If SNL women weren’t sexual victims or erotomaniacs, they were not real women at all. Will Ferrell’s career was made in part by his “Janet Reno’s Dance Party” sketches, which rendered the first woman attorney general as a gangly man with an awkward deep voice, skirt and pearls. Eight versions of the sketch aired from 1997 to 2000. In one, Farrell’s Reno slow-dances with Donna Shalala, played by Kevin Spacey.

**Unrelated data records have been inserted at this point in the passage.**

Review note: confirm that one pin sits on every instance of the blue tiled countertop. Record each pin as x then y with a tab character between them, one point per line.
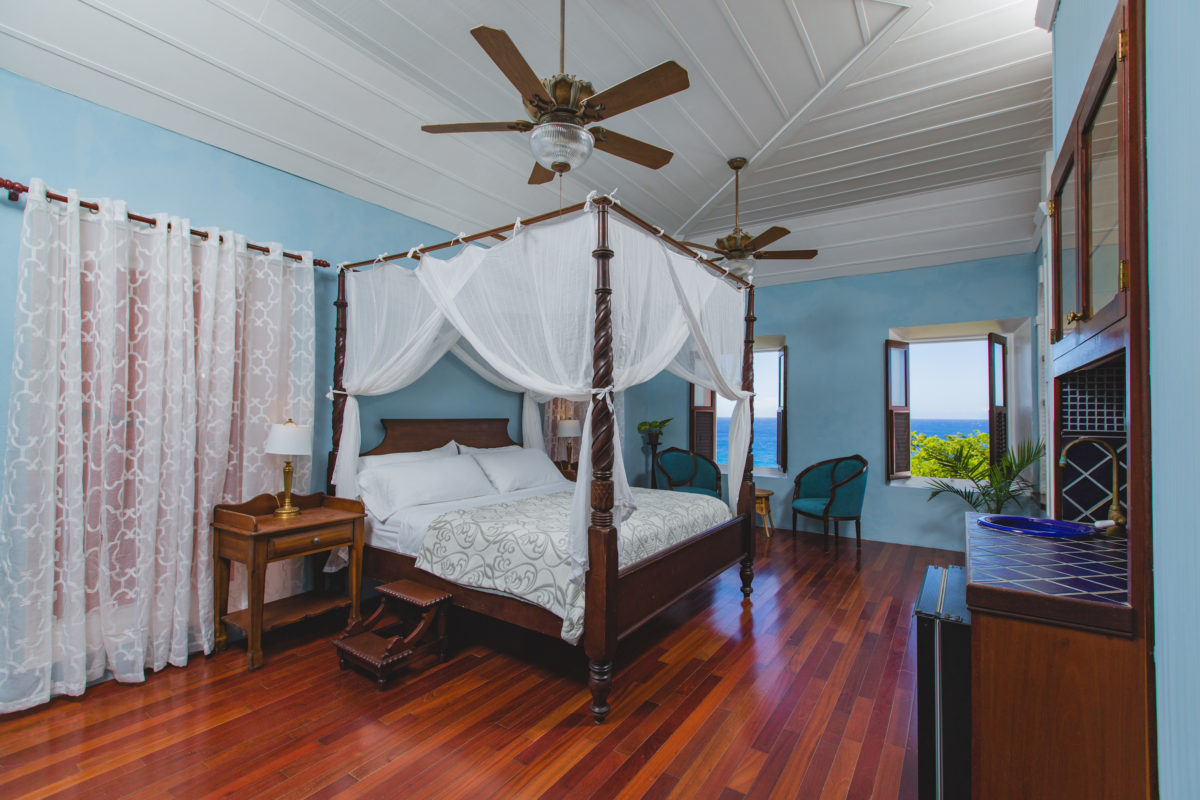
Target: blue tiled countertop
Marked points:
1078	583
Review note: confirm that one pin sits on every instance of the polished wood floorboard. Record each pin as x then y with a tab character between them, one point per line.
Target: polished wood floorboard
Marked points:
805	691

Ferrell said in an interview that he wouldn’t have played Reno the way he did if she were a “normal woman.” In other words, because Reno didn’t always fit neatly into the stereotypical roles SNL ascribed to women — sexually aggressive like Clark or sexually victimized like Hill — the country’s chief law enforcement officer became a fake woman, just Ferrell in drag.
In the years since Franken left the show, SNL has made strides, with more female writers and cast members, and this has diversified the types of humor showcased on Saturday nights. But the show’s long tradition of shaming women and exploiting female sexuality is hard to ignore, and even harder to excuse, given the revelations about Franken’s behavior. He did, rightly, apologize last week. But he still said the picture was “clearly” intended to be funny, even though he acknowledged that it wasn’t. What’s clear, in truth, is that American comedy culture has used sexual abuse as fodder for too long.
From Franken and Harvey Weinstein to Roger Ailes and Bill O’Reilly, women are reckoning with the painful reality that powerful men recently accused of sexual misconduct have long been the media and cultural gatekeepers in America. They’ve been the arbiter and the lens, determining what is newsworthy, what is socially acceptable and, in Franken’s case, what is funny.
At the moment, the question gripping the Beltway and beyond is whether Franken will remain in the Senate. What Franken did is bad, but this isn’t about bad men. It’s about a bad society. You can tell an awful lot about a society based on what it thinks is funny.
Allison Yarrow is a journalist, a TED resident and the author of the forthcoming “90s Bitch: Women, Media, and the Failed Promise of Gender Equality.” She wrote this article for the Washington Post.